Para Devos, não existe nada superior ou inferior, tudo carrega o mesmo valor em seu filme, e assim como Stefan trabalha com o concreto, Shuxiu estuda o que vem da terra, da natureza. Enquanto o homem está em deslocamento, sem saber exatamente onde vai se fixar, a mulher finca raízes e prende sua atenção. Ao mesmo tempo que ele precisa aproveitar tudo que está parado e estragando na geladeira, espalhando entre seus conhecidos o alimento que, curiosamente também vem da terra - cenouras, aipo, alho e afins -, ela possui um pedaço de suas origens no restaurante da tia, em que o alimento vai e vem pelos entregadores, se movimenta rápido, porém, tudo isso é observado rejeitando em sua forma a pressa do mundo atual, dando espaço para cada coisa a seu tempo. O aqui em Here é complexo, pois essa cidade em que os personagens caminham praticamente em cursos opostos, serve tanto de passagem quanto de casa a eles, que se comunicam pelo francês, mas usam seus próprios idiomas para falarem com suas famílias, reforçando essa sociedade de hoje, em que origens se misturam e a língua é também um pedaço de casa, uma forma de pertencer. O aqui de Stefan é quase uma tentativa de se convencer, uma passagem, mas o de Shuxiu é uma terra firme para se construir algo. Dessa forma, importa mais o agora, e mesmo que o filme já diga logo de cara que as férias pontuam uma transição de lugar, essa mudança só chegará em seu desfecho como um aceno, não se desenvolverá aqui, é o captar desse pequeno caminho, do contato entre os dois, e da movimentação de Stefan parando por alguns momentos nesse encontro, que ganha o foco.

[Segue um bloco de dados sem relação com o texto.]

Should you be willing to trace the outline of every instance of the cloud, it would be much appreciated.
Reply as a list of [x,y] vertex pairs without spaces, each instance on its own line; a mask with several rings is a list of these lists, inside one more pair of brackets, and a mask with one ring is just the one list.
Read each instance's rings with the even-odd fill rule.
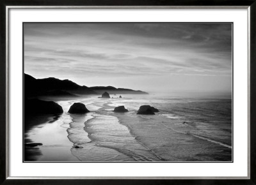
[[231,77],[231,26],[25,24],[24,70],[40,77],[60,78],[66,74],[77,80],[82,76]]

Assim, Stefan quase sempre caminha perto de transportes, ônibus passam ao seu lado, trens ou bondes, e Shuxiu é quase sempre vista observando suas plantas e musgos. No microscópio da brióloga, as folhas revelam um outro mundo, um mapa de toda uma nova cidade em seus contornos, campo em que ela mergulha completamente, já o romeno, carrega sementes em seus bolsos, do tipo que viajam pelo ar e só se estabelecem quando plantadas para finalmente criarem suas raízes. O possível romance que Here poderia criar entre os dois não tem como vingar por isso, é como se o filme parasse o tempo para que o espectador junto aos personagens pudessem simplesmente observar sem pressa o mundo, do que cresce na terra até o que se constrói perto do céu. Mas as relações humanas ainda dependem de um aqui e agora e ambos se movimentam de formas opostas, ainda que durante essa breve contemplação, Stefan tenha parado seu tempo para conhecer, ver e escutar o mundo fantástico da natureza que Shuxiu tanto aprecia.
Here é como um sonho, em que é preciso dizer em voz alta o que sua mente deve compreender, ao mesmo tempo em que muitos diálogos somem no som dos ambientes, em que o humano entra em comunhão com os espaços mágicos da natureza, ainda que não se sinta pertencente à cidade ao seu redor. É preciso parar e respirar, fugir da lógica atual, da ansiedade e das angústias, para enxergar, assistir e ouvir.